C.症状は、典型的な偏頭痛の視覚アウラと一致しない。 d
D.症状は別の障害によってはうまく説明されません。 e

a 患者はそれを「TV静的」または「テレビの雪」と例えます。 ドットは、通常、白地に黒色/灰色、黒色背景に灰色/白色である。 代替案には、透明な点、白い点滅する点、または色付きの点があります。

bパリノプシアには、後の画像と動く物体の後端が含まれます。 画像は網膜後画像とは異なるものでなければならず、これは高コントラスト画像を見つめて補色である場合にのみ生じます。

c視覚系の構造から生じる現象で、両眼の過度の浮遊性、過剰な青色フィールドの侵入現象(青い空のような均質な明るい表面を見ると両眼の視野上に投影される無数の灰色/白色/黒色ドットまたはリング)、目の光視症(暗いところで目を閉じたときの色のついた雲や雲)、または自発的な光徴候(明るい光の閃光)。

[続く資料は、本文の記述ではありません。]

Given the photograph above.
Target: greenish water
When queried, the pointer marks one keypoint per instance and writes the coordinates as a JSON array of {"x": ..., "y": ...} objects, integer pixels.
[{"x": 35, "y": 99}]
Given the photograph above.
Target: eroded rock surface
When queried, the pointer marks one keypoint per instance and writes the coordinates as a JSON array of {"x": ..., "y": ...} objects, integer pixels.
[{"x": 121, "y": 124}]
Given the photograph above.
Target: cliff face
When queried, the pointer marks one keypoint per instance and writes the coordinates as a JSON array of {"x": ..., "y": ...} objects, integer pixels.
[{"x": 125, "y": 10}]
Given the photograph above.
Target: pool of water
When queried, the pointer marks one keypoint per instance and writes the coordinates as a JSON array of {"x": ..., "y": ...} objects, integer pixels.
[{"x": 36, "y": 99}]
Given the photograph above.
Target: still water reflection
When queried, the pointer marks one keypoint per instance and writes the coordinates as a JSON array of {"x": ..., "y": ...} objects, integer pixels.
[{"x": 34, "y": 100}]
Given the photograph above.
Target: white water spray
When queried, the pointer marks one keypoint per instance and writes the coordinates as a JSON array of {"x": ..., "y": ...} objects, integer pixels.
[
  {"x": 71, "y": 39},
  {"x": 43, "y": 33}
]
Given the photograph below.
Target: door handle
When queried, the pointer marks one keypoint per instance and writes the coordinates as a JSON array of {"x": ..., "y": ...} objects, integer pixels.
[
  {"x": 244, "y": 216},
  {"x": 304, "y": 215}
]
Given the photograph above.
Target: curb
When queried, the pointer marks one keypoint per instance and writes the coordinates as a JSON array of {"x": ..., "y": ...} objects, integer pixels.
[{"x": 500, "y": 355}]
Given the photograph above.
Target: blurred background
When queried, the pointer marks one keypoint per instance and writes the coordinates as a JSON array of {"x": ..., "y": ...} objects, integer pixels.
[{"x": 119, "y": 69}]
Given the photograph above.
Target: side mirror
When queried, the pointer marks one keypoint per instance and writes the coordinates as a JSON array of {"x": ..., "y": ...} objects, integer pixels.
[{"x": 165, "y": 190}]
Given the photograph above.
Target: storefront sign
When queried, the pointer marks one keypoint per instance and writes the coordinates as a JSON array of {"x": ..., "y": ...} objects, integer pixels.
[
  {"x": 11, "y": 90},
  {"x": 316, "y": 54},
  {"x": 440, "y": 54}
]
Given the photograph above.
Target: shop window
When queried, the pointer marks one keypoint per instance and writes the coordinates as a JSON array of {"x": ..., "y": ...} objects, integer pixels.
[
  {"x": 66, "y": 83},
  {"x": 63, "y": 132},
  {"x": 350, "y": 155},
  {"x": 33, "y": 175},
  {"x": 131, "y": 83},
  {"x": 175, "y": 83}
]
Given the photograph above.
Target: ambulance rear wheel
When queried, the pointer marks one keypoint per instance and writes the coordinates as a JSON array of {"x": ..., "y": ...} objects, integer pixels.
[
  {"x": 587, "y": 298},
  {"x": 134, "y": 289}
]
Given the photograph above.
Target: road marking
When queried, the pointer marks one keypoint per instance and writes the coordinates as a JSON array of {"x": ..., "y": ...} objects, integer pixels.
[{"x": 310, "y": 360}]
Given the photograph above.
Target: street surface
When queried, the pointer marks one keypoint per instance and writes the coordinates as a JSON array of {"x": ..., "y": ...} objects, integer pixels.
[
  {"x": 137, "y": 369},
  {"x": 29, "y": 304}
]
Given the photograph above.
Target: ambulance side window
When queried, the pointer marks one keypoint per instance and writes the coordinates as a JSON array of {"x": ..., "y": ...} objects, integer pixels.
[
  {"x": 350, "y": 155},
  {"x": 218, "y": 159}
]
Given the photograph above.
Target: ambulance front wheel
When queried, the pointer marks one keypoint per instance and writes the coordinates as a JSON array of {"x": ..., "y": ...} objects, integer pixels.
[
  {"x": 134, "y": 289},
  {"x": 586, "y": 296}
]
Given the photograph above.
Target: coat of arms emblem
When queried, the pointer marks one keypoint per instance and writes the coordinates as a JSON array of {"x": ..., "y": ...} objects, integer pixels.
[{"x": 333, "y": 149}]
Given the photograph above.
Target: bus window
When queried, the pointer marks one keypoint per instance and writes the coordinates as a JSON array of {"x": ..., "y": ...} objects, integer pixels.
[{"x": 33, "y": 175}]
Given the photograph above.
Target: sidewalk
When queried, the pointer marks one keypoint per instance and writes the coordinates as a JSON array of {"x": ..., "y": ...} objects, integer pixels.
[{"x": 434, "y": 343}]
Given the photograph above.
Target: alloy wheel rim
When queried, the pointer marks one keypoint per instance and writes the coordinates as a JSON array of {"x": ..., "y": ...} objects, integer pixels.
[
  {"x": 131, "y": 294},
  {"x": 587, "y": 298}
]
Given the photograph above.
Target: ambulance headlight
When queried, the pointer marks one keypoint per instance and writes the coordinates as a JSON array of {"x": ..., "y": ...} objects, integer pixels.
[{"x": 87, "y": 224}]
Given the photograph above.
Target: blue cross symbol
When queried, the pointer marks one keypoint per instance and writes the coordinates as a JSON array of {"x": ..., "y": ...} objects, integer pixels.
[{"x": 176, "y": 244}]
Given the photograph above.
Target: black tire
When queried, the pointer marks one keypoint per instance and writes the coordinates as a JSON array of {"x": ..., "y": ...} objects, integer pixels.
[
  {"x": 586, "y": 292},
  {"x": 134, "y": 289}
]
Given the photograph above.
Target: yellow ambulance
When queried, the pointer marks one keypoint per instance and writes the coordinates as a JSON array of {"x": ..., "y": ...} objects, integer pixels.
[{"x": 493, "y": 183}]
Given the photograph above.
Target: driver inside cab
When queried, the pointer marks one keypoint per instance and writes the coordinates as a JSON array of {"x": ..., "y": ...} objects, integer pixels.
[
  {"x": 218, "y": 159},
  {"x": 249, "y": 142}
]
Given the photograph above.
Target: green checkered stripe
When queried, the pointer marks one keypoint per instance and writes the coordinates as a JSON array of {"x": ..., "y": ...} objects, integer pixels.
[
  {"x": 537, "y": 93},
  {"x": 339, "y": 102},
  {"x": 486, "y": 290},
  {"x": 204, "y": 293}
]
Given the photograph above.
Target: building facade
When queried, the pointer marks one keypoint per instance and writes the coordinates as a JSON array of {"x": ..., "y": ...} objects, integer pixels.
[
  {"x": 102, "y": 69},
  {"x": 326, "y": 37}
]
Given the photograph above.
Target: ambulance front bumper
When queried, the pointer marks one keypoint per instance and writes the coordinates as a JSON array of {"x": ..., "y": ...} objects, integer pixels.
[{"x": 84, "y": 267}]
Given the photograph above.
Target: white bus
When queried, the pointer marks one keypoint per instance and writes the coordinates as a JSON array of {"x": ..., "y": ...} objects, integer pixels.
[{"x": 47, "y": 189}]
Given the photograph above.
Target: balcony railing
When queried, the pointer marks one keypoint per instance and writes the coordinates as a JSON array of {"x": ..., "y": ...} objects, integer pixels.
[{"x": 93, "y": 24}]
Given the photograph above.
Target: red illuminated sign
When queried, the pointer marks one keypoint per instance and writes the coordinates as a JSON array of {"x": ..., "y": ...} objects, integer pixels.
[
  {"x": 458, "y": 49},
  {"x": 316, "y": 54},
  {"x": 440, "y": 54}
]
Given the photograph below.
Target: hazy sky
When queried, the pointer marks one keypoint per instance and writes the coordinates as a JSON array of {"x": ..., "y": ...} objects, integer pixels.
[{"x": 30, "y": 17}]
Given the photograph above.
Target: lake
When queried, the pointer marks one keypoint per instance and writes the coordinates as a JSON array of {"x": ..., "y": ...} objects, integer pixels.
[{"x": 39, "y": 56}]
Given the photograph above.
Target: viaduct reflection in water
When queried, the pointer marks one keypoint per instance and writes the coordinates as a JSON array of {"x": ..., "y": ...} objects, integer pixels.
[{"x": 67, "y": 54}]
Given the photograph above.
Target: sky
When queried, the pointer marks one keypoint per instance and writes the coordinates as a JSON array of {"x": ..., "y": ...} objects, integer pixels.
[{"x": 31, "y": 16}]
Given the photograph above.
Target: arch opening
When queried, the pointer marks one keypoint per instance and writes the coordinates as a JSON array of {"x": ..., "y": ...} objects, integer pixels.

d 頭痛の国際分類第2版( 国際頭痛学会頭痛分類委員会、2004年 )の国際頭痛学会で定義されている典型的な片頭痛(IHS 1.2)。 典型的な偏頭痛の主な特徴は、以前の視覚オーラとの類似性、片側性、動き、エッジ、正負の視覚現象、ジグザグの線である。

e正常な眼科検査(最良の矯正視力、散瞳眼底検査、視野および網膜電図)、向精神薬の摂取はない。